“Then you saved me,” she said stubbornly. “Because your tears—”

“I did not cry for you.”

She spun away from him. She wasn’t about to put on that damn exam gown so she started yanking open closets and drawers and—

“I . . . got you clothing. I wanted you to have everything you might need. It’s there.” He pointed to a bag near the old table.

She grabbed for the bag and hurriedly dressed. Jeans. Underwear. T-shirt. Even shoes. All a perfect fit.

“You remembered everything.” She knew he truly had. Once dressed, she turned toward him. “So why are you acting like you don’t remember what happened in New Orleans?” Why was he trying to rip her world away? “You had to save me. I’d be dead if you hadn’t—”

“I thought you were dying.” He was still naked. Damn it. The guy didn’t even seem aware of his nudity. She was aware of everything about him.

“You were in my arms, and your blood was all over me. You were staring up at me, trying to talk, but you were too far gone.”

Goosebumps had risen on her flesh. “That’s when you saved me.”

He shook his head.

She grabbed his arms. “Why are you lying to me?” He’d never lied to her before. “Sabine didn’t save me. I know the wounds I had—would have killed me. The only way I could have survived was if a phoenix saved me.” Cassie wanted to shake him. “Why can’t you just admit that you actually care enough about me that you cried? After everything we’ve been through together, the feelings aren’t just mine. You have to—”

“I did not cry.”

Her heart was breaking.

Dante spoke softly. “You . . . healed yourself.”

Her nails dug into his arms, then she was pushing away from him. “That’s not possible.”

He laughed, and the sound was rough and bitter. “You’re talking to a myth, and you want to tell me about possible?”

Cassie wrapped her arms around herself. They’d made love.
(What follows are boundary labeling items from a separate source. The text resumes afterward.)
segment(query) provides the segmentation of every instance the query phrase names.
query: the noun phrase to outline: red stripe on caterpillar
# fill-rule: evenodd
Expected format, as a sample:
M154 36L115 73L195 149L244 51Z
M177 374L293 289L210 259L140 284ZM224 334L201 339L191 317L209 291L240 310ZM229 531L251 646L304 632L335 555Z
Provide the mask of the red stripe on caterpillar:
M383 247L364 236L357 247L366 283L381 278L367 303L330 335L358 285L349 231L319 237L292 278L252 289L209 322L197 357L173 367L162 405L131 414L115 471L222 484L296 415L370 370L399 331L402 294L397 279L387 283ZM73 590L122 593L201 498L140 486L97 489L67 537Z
He’d held her through her fear.

I did not cry.

If he hadn’t saved her, if he hadn’t shed a tear to spare her life in those last desperate moments, then what did that mean for them?

He doesn’t care. The cold seemed to deepen around her. His fire had never been farther away.

“Your father experimented on you. The first time we met”—Dante’s eyes seemed to cloud with the memory—“you were only eight. And you told me . . . you told me that he’d killed you.”

She didn’t want to think about that memory. She’d shoved it so far back into her mind.

“He’d killed you, but you were there, walking around, talking, trying to save me.”

“I was a child, confused—”

“You were an experiment.” The faint lines deepened around Dante’s eyes. “Just like the rest of us. Your father made your blood into poison, but he did something else, too. He gave your body the ability to regenerate. To heal.”

“I was dying in New Orleans.” Choking on her own blood. Her last memory had been of his face, then . . . darkness. When she’d opened her eyes again, he’d been gone.

I was alive. She’d been so sure her survival had been because of him.

“Your heart stopped. You did die, but you came back.” His body was so still. “Not the way I do. There were no flames and no tears. You returned on your own. Your skin mended before my eyes, and then you took your first breath once more.”

Her world was splintering apart. If Dante hadn’t saved her—

Then he doesn’t love me.

And she . . . was truly nothing more than an experiment.

“That was why Jon came after me,” she said, voice weak.

“He must have found some files . . . something that told him what I could do.” He’d wanted to replicate her healing, not just her poison.

A body that could survive anything, minus the trip to hell that the phoenixes took with each of their risings.

An experiment.

Nausea rolled in her stomach.

“Cassie—”

“I-I need a moment. I need—” what he can’t give me. What he’d never be able to give. If he’d just watched her die and felt nothing . . . She’d been so sure that her future was tied with Dante. That when his memory came back, he’d realize they were linked.

But he didn’t care.

And she . . . Cassie didn’t even know what she was anymore.

He didn’t stop her as she hurried into the bathroom. Didn’t stop her as she slammed the door and clutched desperately for the bathroom sink so that she wouldn’t fall to the floor.